Reputation: 23
I've got following Dataframe with fnamelname
column that I want to transform:
+---+---------------+---+----------+--------+
| id| fnamelname|age| job|ageLimit|
+---+---------------+---+----------+--------+
| 1| xxxxx xxxxx| 28| teacher| 18|
| 2| xxxx xxxxxxxx| 30|programmer| 0|
| 3| xxxxx xxxxx| 28| teacher| 18|
| 8|xxxxxxx xxxxxxx| 12|programmer| 0|
| 9| xxxxx xxxxxxxx| 45|programmer| 0|
+---+---------------+---+----------+--------+
only showing top 5 rows
root
|-- id: string (nullable = true)
|-- fnamelname: string (nullable = true)
|-- age: integer (nullable = false)
|-- job: string (nullable = true)
|-- ageLimit: integer (nullable = false)
I want to use ageLimit
as a len value within substring
function, but somehow .cast("Int")
function doesn't apply to a value of that row.

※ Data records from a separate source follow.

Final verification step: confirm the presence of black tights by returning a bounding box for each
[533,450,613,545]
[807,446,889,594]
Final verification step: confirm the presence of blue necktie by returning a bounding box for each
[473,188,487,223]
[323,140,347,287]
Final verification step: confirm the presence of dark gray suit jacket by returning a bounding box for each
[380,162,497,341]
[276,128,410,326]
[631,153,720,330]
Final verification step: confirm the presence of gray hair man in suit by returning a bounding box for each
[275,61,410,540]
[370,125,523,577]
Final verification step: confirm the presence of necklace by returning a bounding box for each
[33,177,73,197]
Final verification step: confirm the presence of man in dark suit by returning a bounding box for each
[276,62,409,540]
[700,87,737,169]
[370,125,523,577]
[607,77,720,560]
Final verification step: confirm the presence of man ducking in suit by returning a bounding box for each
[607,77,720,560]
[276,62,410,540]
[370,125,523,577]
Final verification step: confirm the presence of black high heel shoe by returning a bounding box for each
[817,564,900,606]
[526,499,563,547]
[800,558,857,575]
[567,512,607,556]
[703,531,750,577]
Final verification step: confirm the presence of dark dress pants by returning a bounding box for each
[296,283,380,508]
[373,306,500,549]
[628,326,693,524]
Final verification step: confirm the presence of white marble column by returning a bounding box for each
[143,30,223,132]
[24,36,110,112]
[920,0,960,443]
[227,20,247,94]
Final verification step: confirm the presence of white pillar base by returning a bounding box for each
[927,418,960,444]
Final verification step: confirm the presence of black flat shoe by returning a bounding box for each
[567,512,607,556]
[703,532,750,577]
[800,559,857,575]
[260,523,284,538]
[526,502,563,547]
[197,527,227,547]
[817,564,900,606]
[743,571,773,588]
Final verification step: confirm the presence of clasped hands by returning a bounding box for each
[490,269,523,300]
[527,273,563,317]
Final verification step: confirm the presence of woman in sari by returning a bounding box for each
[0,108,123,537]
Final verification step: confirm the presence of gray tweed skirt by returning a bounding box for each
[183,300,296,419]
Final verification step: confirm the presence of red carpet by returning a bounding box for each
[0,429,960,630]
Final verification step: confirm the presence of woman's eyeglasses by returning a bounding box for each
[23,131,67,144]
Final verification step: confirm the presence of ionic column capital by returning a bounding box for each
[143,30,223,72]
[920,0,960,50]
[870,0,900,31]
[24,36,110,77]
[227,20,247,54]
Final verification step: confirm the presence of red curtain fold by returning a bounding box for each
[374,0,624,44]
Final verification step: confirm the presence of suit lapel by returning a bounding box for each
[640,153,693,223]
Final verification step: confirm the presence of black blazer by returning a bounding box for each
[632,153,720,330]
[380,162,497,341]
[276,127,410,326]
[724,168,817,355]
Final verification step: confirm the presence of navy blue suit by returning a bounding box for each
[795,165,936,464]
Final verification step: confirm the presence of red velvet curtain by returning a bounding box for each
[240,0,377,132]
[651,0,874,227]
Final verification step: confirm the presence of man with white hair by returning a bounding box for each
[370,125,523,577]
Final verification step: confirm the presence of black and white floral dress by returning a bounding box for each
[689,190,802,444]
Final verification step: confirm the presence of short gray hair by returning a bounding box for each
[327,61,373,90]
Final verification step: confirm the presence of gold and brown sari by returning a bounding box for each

val readyDF: Dataset[Row] = peopleWithJobsAndAgeLimitsDF.withColumn("fnamelname",
substring(col("fnamelname"), 0, col("ageLimit").cast("Int")))
All I'm getting is:
found : org.apache.spark.sql.Column
required: Int
col("fnamelname"),0, col("ageLimit").cast("Int")))
How to provide a value of another column as a variable to function within .withColumn()
?
Upvotes: 0
Views: 350
Reputation: 74395
The substring
function takes an Int
argument for the substring length. col("ageLimit").cast("Int")
is not Int
but another Column
object holding the integer values of whatever was in the ageLimit
column.
Instead, use the substr
method of Column
. It has an overload that takes two Column
s for the position and the substring length. To pass a literal 0
for the position column, use lit(0)
:
val readyDF = peopleWithJobsAndAgeLimitsDF.withColumn("fnamelname",
col("fnamelname").substr(lit(0), col("ageLimit")))
Upvotes: 4
Reputation: 14277
You can't do this directly using substring
(or any other function with similar signature). You must use expr
, so solution would be something like:
peopleWithJobsAndAgeLimitsDF
.withColumn(
"fnamelname",
expr("substring(fnamelname, 0, ageLimit)")
)
Upvotes: 3